Page 1 of 1

Weird spikes in ISR jitter measurements using TSC

Posted: Tue Feb 09, 2010 4:33 am
by limp
Hi all,

I have a very annoying problem when taking jitter measurements using the TSC on an Atom 330 (dual-core).

I have implemented a project that all it does is to generate an interrupt every ms using the LAPIC timer and I am using the TSC to calculate the periodic jitter of this interrupt. The "funny" thing is that I am getting a spike of about 4.5 ms every about 507 ticks (i.e 0.507 sec). I tried various things to find the cause of it but nothing worked. The spikes were still there. Some things I tried are listed below:

- Generate the interrupt using the PIT timer instead of LAPIC timer.
- Generate the interrupt using the HPET timer and also take measurements using HPET.

I tried to change the interrupt (tick) period from 1 ms to 2 and to 3 ms and see the results.
I show that in the case of 2 ms I was getting the spikes every 255 ticks, in the case of 3ms every 171 ticks.
So, the spikes are generated approximately every 0.5 seconds, no mater how often the interrupt occurs.

Any help will be much much appreciated.

Kind Regards,

Re: Weird spikes in ISR jitter measurements using TSC

Posted: Tue Feb 09, 2010 12:49 pm
by Selenic
A periodic, timer-independent delay makes it seem likely that something is stealing processor time off you, causing delayed/missing interrupts, yet is not being counted as part of the TSC (so if it's supposed to be monotonic, then my guess here is wrong and it's even more confusing).

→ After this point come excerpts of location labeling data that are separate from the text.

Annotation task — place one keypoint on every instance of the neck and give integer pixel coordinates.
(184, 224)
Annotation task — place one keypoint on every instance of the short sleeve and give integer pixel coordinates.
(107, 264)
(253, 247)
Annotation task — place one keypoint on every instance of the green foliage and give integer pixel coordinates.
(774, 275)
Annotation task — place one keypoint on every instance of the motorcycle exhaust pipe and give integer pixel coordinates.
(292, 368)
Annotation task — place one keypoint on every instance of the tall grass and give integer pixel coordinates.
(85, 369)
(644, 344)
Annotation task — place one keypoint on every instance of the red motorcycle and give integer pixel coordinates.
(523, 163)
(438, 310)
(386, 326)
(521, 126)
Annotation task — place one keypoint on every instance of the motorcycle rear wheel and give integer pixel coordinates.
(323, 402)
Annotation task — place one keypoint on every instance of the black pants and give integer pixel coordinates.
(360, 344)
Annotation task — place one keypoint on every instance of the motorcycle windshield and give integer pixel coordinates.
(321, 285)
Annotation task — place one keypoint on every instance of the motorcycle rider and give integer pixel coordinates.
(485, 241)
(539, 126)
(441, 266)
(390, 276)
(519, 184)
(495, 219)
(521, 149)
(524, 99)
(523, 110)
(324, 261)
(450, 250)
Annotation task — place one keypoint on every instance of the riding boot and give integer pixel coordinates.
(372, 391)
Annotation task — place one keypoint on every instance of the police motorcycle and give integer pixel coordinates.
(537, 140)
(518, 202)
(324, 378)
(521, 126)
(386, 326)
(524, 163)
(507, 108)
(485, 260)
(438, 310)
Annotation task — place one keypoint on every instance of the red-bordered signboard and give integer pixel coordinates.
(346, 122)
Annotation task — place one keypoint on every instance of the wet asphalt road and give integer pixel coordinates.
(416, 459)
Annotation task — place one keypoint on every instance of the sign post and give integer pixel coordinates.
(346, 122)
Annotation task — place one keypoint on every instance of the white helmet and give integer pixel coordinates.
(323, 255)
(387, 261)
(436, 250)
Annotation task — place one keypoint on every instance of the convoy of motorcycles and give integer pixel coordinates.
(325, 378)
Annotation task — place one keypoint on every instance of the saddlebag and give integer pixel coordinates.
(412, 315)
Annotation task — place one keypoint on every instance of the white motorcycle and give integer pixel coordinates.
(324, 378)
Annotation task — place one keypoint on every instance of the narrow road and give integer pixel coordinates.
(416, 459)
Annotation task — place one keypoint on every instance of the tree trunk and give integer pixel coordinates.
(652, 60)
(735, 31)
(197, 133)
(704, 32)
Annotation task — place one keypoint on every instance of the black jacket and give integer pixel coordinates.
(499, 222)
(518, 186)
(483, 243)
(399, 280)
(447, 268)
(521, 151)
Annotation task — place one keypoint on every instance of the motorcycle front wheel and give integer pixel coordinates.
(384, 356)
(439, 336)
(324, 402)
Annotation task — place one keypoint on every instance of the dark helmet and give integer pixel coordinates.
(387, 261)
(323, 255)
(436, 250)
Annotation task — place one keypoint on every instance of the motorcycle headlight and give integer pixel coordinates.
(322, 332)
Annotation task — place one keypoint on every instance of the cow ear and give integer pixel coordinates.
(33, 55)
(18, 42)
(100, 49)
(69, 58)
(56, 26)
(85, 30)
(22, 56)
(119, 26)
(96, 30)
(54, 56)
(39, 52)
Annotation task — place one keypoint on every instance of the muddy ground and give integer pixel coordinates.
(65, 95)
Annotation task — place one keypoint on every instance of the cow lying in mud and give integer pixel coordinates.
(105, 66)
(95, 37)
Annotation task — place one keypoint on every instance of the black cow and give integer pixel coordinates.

If it *is* stolen processor-time, then it's probably SMM* (because it's responsible for stuff like thermal throttling, so it always runs, and it has to steal some processor time to do its work) but 4ms seems like a long time for the tasks that that does.

* System Management Mode

Re: Weird spikes in ISR jitter measurements using TSC

Posted: Tue Feb 09, 2010 3:58 pm
by limp
Selenic wrote:A periodic, timer-independent delay makes it seem likely that something is stealing processor time off you, causing delayed/missing interrupts, yet is not being counted as part of the TSC (so if it's supposed to be monotonic, then my guess here is wrong and it's even more confusing).

If it *is* stolen processor-time, then it's probably SMM* (because it's responsible for stuff like thermal throttling, so it always runs, and it has to steal some processor time to do its work) but 4ms seems like a long time for the tasks that that does.

* System Management Mode
Really thanks for the reply! I'll try to disable it and see if this affects somehow the measuremnets. The thing is that I disabled every monitoring from BIOS so I am not really sure if SMM is causing the spikes (it should be disabled), but eitherway I appreciate your response. The other thing is that I was getting spikes close to 8 ms so it makes me wonder if SMM can delay the system that much. Any other proposal is welcomed.

Regards,

Re: Weird spikes in ISR jitter measurements using TSC

Posted: Tue Feb 09, 2010 5:33 pm
by DednDave
i don't know what OS you are using
but, under windows, the HAL layer periodically synchronizes the TSC's for the different cores (supposedly)
one thing that may help is to bind the thread to a single core
it might help to know your OS ?

Re: Weird spikes in ISR jitter measurements using TSC

Posted: Tue Feb 09, 2010 5:55 pm
by bontanu
limp wrote: ...
Really thanks for the reply! I'll try to disable it and see if this affects somehow the measuremnets. The thing is that I disabled every monitoring from BIOS so I am not really sure if SMM is causing the spikes (it should be disabled), but eitherway I appreciate your response. The other thing is that I was getting spikes close to 8 ms so it makes me wonder if SMM can delay the system that much. Any other proposal is welcomed.

Regards,
You can not disable SMM (not in a safe way anyway). Disabing monitoring and emulation from BIOS will not disable SMM.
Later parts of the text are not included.